US Regulators Did See The March Banking Collapse Coming

Four months before the second-largest bank failure took place in US history, the main banking regulators had their worry about the dangers that the large regional lenders went on to pose when it came to financial stability, as per an advisory meeting record that was reviewed by Reuters.

Apparently, Federal Deposit Insurance Corporation officials told an advisory panel on bank failures in November 2022 that large chunks of regional banks’ deposit balances were uninsured and warned of some drastic effects they might go on to have on other banks.

Martin Gruenberg, the FDIC chairman, told a meeting that took place in public, the details of which were not reported previously, that after the financial crisis of 2008, the regulators had gone on to make the biggest banks, which were perceived as global systemically important banks, safe.

Gruenberg remarked that the officials did not do the same when it came to regional banks, some of which grew in size and complexity,

In the November meeting, as per Gruenberg, they woke up and also realised that the failure of one of the large banking setups could actually prove to be an enormous banking issue with financial stability impacts.

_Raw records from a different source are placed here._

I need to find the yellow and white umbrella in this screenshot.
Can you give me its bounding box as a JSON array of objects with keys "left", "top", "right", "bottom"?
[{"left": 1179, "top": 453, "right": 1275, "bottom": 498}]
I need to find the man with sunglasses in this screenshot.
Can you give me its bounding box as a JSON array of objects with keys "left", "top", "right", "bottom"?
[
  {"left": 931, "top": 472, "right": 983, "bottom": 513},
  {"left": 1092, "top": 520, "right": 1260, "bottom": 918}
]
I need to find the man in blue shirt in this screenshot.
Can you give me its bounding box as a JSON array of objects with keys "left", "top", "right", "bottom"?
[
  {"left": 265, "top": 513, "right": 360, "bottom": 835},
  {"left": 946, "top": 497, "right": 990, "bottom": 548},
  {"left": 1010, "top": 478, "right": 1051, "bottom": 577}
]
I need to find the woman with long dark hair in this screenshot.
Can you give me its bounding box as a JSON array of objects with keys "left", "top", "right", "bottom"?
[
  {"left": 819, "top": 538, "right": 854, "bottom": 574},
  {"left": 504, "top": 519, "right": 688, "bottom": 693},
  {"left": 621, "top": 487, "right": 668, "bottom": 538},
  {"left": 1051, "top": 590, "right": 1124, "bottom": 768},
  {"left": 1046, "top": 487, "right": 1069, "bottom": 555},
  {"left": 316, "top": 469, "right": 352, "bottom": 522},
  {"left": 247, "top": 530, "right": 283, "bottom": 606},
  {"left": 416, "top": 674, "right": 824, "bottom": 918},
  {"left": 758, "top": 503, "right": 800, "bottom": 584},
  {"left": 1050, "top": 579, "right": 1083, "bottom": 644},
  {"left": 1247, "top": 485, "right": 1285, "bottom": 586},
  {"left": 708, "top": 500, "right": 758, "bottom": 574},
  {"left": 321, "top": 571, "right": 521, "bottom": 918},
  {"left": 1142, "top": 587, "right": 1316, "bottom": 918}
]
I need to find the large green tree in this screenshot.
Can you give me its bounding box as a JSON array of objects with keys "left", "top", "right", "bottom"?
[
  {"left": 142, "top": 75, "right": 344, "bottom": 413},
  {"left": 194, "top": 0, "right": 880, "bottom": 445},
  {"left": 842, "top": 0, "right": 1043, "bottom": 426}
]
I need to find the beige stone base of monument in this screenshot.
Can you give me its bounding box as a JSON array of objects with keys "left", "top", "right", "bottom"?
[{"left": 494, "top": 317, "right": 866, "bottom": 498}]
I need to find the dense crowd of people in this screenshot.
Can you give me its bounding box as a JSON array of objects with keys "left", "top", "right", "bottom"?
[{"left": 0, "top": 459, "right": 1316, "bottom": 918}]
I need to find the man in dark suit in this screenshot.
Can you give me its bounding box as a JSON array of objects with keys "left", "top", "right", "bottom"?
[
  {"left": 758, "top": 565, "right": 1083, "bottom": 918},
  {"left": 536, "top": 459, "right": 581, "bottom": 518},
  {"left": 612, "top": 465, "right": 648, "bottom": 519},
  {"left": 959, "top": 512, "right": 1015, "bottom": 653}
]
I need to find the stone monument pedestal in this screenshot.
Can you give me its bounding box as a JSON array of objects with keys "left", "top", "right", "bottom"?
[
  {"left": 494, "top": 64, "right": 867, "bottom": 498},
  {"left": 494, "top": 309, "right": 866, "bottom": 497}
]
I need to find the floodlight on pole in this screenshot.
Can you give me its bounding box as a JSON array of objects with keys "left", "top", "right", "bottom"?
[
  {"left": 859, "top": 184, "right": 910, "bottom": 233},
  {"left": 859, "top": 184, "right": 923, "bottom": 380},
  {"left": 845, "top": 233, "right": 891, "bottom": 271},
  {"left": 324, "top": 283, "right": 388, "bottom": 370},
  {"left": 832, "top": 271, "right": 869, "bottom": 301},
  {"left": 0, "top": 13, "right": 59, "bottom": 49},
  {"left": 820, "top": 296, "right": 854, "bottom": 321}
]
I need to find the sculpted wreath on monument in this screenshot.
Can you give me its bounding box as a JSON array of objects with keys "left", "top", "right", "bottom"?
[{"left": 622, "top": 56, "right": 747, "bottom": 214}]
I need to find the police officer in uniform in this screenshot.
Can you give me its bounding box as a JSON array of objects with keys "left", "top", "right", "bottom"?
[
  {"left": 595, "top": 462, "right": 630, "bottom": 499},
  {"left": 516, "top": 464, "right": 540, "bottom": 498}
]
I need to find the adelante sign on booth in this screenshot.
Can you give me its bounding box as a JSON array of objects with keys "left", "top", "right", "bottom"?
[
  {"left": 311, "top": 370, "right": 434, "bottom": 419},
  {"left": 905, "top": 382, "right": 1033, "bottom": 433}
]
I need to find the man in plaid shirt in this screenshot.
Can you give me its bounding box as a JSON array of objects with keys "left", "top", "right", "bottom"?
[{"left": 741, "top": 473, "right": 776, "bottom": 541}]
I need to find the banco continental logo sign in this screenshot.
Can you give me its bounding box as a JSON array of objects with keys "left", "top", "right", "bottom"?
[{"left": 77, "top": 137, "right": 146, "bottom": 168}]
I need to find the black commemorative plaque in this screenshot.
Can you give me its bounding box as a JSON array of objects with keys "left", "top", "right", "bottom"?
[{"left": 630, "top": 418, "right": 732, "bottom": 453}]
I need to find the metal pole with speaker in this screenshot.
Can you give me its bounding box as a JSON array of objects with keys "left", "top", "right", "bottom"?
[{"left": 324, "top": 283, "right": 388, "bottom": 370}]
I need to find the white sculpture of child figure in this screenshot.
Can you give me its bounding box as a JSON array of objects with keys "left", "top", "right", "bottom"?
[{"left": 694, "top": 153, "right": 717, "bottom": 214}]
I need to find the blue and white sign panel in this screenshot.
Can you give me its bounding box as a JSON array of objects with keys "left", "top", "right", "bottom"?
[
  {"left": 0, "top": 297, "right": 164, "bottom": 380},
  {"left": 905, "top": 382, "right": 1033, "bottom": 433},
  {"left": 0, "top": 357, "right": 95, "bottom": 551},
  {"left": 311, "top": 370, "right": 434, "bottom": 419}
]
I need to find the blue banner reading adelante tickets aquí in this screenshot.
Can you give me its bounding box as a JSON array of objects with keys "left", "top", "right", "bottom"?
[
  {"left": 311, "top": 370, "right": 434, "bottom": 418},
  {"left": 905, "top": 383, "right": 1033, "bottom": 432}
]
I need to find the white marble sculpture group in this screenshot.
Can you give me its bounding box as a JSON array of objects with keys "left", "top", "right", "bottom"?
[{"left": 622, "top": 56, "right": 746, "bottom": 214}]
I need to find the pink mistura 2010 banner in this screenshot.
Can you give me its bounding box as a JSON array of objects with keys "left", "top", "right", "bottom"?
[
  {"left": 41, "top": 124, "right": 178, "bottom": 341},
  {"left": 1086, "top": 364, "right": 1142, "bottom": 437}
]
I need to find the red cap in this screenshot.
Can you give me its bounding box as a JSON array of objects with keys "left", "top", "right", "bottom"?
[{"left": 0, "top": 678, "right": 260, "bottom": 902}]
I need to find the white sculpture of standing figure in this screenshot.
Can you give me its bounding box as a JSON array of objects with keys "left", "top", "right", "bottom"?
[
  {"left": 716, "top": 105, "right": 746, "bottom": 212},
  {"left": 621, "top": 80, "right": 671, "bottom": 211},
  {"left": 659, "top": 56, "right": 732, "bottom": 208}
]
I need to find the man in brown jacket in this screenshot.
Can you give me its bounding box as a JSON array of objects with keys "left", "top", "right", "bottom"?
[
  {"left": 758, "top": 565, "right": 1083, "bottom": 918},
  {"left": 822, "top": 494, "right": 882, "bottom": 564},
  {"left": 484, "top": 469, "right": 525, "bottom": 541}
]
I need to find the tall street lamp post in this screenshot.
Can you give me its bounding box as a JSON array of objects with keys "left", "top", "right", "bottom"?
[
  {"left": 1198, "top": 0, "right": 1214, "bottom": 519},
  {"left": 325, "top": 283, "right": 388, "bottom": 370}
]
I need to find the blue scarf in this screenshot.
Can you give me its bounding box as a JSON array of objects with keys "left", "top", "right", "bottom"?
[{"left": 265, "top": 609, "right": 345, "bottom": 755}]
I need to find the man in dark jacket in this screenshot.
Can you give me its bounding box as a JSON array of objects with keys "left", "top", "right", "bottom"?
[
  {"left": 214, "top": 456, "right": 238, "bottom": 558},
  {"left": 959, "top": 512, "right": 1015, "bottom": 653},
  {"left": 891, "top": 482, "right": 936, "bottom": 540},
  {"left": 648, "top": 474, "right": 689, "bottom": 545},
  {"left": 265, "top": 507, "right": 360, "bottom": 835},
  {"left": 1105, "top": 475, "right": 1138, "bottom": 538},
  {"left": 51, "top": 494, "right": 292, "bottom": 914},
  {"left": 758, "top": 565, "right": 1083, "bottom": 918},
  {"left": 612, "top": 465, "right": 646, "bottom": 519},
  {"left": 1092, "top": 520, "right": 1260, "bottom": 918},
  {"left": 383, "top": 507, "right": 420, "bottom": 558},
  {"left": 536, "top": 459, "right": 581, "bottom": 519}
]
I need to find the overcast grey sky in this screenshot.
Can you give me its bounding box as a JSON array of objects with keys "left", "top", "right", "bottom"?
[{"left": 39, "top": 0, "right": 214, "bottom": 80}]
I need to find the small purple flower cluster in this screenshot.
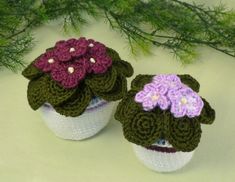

The panel, which is named the Systemic Resolution Advisory Committee, had in it certain stalwarts from the banking world, economics, law, and finance, including the likes of former top regulators as well as sitting executives. Timothy Mayopoulos, who went on to be named as the chief executive of the Silicon Valley Bank after its debacle in March this year, had queried the regulators on the regional bank’s high percentage of uninsured deposits.

It is well to be noted that the banking regulators have come under scrutiny since March this year for failing to counter the crisis, which was due to Silicon Valley Bank, most of whose deposits happened to be uninsured. The FDIC is expected to release a report on April 28, which will have in it the details of its supervision of Signature and Silicon Valley Bank.

That said, the meeting in November does show that FDIC officials were well aware of the issues they might as well go on to face in the failures of regional banks; however, the key issues remained unsolved ahead of the failures that were witnessed in March this year.

It was just before the meeting in November that the Fed as well as the FDIC called for an advance public comment when it came to the future proposal that would also extend to large regional banks, which happened to be some of the same safeguards that are now required by international systemic banks.

The meeting was the first since the panel’s creation a decade ago, so as to consider the responses from the mid-tier of large financial institutions.

One of the members of the advisory committee, Margaret Tahyar, told Reuters that because each banking challenge happens to be different, the resolution planning had to contend with certain unanswered questions.